Multiple local health care and public safety agencies, including the Umatilla County Sheriff’s Office, Umatilla Fire District 1, Lifeways and Good Shepherd Health Care System, were involved.
Drills like this are important, Marcum said, because a number of different chemicals are transported through the Umatilla County area by truck and are often unlabeled.
Marcum estimated the cost of the exercise at $20,000 and was made possible with grant funding from the Umatilla County Local Emergency Planning Committee, which develops an emergency preparedness plan and informs citizens about chemicals.
The multi-agency drill represents the prudent pre-planning of local emergency services personnel.
A kick in the pants to the legislative officials who approved $96,000 to allow Lore Christopher, the former human resources director for the Oregon Legislature, to work from home for the first eight months of 2019. The deal was contigent on Christopher’s consent to a quiet exit last fall amid intense public scrutiny over workplace harassment in the Capitol.
Legislative officials would provide only limited information about what Christopher accomplished in those months. They did release records showing she spent hours responding to emails, making phone calls, compiling a salary survey and doing “media research.” Asked what Oregon taxpayers got for the $96,000 paid to Christopher, Legislative Administrator Daron Hill responded that she was “compensated for work performed.”
There are so many questions that linger over this episode it is difficult to know where to start. Bottom line is voters deserve a better explanation from legislators about this incident.
A tip of the hat to Sue Long-Hosek and her husband, Ron, who have started the Conrad Skinner Veterans Memorial Program, with the goal of acting as a “stopgap” for veterans and their families in Umatilla, Morrow and Union counties if they have needs that aren’t being met by other organizations. The new nonprofit will announce specific services they have in mind at a Veterans Appreciation Dinner cosponsored by the new nonprofit, American Legion Post #37, Greater Hermiston Area Chamber of Commerce and Hermiston parks and recreation department. The dinner is on Sunday, Oct. 20 at 3 p.m. at the Hermiston Community Center, 415 S. Highway 395. Helping veterans and their families get the help they need is something everyone can support.
A kick in the pants to Democratic legislators who subverted the will of the voters by narrowing the definition of aggravated murder. Oregon residents voted to reinstate the death penalty in 1984, but a series of actions by elected officials (former Gov. John Kitzhaber’s moratorium in 2011 and Gov. Kate Brown’s continuation of it) have eroded the will of the people. Now, an apparent unintended consequence of the new legislation that redefines aggravated murder is that it would retroactively impact numerous murder cases in which the culprit has already been tried and convicted. This is the opinion of the state Justice Department. Brown and the Legislature had a responsibility to fix the loophole in this flawed law through a special session. But that apparently will not happen as legislators in the House do not have the votes to make the necessary fix. Ultimately, the questions raised by this flawed legislation should be put before the voters.

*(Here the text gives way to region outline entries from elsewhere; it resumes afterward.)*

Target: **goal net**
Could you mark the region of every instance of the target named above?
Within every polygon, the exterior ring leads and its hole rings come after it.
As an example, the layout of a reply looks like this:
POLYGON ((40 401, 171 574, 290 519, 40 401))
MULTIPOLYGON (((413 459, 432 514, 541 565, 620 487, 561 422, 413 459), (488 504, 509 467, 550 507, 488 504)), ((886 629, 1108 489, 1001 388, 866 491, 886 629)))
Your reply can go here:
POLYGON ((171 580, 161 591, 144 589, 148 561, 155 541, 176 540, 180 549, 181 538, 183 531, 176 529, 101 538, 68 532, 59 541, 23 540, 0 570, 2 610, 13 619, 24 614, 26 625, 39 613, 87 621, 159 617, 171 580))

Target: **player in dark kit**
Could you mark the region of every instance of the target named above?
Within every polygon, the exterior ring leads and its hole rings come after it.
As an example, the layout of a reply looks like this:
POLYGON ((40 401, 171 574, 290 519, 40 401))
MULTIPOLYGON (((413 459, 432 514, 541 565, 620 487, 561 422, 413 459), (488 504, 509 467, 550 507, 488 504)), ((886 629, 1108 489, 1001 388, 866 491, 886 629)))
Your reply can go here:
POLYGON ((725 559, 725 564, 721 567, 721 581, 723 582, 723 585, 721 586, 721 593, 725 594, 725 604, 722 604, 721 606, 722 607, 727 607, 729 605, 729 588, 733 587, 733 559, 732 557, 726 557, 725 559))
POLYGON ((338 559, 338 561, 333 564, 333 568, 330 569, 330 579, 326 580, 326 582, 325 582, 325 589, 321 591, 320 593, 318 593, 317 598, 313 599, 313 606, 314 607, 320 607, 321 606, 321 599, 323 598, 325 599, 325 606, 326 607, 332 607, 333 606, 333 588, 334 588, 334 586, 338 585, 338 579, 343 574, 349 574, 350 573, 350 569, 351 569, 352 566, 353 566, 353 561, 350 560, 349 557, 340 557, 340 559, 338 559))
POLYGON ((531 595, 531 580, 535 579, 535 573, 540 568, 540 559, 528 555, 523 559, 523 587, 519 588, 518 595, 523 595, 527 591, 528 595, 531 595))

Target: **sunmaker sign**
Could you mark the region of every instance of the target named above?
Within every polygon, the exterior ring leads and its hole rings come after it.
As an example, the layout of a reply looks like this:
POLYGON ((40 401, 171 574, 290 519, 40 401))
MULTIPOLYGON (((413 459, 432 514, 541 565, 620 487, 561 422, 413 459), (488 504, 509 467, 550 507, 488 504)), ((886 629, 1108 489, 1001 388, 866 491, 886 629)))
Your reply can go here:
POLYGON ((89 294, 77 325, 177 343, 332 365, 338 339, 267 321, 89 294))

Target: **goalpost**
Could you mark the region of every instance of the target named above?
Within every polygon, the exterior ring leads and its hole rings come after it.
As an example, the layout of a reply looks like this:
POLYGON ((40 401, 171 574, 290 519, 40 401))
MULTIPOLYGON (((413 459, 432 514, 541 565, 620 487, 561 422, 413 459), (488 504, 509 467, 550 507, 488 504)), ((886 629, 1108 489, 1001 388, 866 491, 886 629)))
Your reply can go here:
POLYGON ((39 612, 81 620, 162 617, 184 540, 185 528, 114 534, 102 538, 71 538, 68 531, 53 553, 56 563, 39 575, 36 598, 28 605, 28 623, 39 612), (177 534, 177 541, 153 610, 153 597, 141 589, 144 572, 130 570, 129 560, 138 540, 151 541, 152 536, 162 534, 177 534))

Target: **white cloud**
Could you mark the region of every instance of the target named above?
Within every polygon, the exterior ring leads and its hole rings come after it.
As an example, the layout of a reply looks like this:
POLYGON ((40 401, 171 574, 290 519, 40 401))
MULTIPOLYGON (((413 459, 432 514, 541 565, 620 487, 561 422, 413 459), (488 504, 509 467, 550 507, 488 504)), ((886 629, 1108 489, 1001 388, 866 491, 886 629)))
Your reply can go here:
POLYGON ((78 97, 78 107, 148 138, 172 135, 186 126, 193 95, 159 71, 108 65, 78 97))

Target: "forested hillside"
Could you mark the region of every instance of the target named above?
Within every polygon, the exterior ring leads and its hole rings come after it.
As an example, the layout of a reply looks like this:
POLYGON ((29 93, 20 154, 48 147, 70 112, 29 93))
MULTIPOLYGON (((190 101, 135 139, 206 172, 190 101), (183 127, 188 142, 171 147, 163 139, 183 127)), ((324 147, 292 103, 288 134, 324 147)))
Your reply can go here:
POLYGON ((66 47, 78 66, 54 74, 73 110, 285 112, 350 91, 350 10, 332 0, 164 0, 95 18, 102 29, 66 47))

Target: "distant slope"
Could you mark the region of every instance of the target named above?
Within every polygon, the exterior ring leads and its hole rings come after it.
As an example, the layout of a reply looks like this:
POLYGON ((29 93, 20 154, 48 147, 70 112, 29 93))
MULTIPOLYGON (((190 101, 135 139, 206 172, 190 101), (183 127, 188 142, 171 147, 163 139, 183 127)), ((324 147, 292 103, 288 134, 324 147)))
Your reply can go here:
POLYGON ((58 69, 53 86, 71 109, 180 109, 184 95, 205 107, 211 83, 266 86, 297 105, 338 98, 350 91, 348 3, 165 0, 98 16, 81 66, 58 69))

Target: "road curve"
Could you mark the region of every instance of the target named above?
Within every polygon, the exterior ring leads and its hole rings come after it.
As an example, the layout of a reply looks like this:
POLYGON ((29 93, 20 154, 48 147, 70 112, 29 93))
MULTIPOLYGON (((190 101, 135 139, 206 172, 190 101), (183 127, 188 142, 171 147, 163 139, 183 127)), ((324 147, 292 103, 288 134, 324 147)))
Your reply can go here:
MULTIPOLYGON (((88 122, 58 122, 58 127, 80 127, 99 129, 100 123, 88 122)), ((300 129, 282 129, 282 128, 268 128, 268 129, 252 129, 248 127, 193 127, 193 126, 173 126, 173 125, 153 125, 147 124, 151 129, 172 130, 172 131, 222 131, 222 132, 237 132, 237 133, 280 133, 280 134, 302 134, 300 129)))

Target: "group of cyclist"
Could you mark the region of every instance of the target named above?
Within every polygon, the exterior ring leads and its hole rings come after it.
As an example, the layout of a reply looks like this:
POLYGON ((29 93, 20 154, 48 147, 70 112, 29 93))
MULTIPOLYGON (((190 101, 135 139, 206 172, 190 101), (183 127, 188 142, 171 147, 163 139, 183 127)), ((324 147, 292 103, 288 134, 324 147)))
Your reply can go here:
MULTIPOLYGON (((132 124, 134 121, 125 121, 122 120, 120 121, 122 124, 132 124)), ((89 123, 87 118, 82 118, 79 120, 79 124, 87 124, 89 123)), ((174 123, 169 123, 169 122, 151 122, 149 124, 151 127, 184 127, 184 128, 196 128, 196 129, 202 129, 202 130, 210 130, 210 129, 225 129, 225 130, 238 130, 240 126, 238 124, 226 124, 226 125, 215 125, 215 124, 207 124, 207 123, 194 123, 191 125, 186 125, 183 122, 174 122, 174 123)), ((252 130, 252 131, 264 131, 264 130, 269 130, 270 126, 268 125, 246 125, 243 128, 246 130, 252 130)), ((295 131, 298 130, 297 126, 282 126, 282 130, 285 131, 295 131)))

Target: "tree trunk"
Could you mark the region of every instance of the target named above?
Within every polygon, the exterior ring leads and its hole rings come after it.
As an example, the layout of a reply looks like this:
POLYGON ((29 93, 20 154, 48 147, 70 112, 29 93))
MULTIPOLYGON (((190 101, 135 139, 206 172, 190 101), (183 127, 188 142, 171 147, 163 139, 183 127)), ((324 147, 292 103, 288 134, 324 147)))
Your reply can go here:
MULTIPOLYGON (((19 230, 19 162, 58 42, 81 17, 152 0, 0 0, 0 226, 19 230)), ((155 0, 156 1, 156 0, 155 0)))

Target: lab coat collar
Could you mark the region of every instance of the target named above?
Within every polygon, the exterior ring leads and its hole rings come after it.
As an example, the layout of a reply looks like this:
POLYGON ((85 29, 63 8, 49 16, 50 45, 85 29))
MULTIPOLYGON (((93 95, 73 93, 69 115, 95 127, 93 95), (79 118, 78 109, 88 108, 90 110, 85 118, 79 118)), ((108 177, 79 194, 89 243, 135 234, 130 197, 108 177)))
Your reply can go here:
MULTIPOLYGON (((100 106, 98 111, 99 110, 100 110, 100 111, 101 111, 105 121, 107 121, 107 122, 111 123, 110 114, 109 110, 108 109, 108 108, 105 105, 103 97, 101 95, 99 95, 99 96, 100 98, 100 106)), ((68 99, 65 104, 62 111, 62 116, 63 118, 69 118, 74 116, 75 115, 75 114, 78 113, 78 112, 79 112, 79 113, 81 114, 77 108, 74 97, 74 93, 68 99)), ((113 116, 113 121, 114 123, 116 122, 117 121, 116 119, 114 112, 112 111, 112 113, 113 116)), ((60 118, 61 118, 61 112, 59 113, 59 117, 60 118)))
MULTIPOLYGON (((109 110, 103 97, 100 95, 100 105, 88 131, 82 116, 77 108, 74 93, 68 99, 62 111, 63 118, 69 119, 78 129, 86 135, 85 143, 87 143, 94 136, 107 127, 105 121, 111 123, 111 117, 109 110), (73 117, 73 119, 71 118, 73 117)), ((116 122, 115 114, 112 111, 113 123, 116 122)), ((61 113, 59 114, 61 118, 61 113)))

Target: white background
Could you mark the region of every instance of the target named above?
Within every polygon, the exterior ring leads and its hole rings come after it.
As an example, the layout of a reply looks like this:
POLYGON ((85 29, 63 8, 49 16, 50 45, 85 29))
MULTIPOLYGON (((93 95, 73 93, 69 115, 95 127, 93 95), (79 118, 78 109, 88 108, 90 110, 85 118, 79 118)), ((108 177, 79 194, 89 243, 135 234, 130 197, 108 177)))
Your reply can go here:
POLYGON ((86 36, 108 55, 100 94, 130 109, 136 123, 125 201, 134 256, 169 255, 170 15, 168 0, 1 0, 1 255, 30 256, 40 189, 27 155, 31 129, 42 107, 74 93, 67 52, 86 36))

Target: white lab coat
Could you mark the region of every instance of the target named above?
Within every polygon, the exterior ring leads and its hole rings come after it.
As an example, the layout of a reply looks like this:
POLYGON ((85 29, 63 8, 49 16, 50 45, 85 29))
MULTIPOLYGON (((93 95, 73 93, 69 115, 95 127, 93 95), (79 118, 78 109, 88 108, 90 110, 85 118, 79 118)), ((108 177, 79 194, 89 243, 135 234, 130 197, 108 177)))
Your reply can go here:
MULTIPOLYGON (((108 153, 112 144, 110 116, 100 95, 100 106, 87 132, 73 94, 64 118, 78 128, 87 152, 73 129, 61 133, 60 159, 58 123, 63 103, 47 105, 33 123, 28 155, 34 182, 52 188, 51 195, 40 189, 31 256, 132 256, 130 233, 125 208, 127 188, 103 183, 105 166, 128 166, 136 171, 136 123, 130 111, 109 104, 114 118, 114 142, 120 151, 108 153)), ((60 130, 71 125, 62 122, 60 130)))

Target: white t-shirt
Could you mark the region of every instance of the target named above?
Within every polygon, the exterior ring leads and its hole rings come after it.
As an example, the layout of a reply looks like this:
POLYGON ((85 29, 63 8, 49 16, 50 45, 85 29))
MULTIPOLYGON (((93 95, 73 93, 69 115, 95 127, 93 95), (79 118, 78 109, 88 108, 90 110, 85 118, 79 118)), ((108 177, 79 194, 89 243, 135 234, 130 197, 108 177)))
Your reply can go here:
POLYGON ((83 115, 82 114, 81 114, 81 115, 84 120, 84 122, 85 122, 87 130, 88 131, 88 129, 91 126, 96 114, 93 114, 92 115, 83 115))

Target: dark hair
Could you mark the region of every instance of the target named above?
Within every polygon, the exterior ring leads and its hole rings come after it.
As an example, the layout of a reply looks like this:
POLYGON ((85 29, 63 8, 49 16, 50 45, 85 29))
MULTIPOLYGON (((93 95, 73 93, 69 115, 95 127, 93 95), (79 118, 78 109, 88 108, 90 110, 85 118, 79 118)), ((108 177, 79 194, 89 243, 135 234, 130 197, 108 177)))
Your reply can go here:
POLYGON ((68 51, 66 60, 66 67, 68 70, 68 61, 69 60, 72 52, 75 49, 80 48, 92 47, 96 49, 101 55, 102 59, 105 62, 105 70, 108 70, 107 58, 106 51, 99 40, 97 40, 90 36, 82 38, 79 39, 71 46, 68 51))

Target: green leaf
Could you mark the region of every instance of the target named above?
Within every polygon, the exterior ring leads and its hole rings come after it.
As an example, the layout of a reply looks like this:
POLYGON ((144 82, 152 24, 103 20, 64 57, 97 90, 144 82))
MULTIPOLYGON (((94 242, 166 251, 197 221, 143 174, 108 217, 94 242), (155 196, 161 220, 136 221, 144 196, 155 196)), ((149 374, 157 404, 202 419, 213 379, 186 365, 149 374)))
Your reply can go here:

A tip of the hat to the news Pendleton’s newest fire station is up and running. The department held an open house Thursday, and then gave tours to interested people of the new facility.
Another open house is set for Saturday and we encourage anyone who can attend to do so. The fire station represents the latest investment in taxpayer dollars and area residents should take a little time to visit the facility.
The station also symbolizes why investing in public safety is so important. So if you can, swing by and check the new facility out.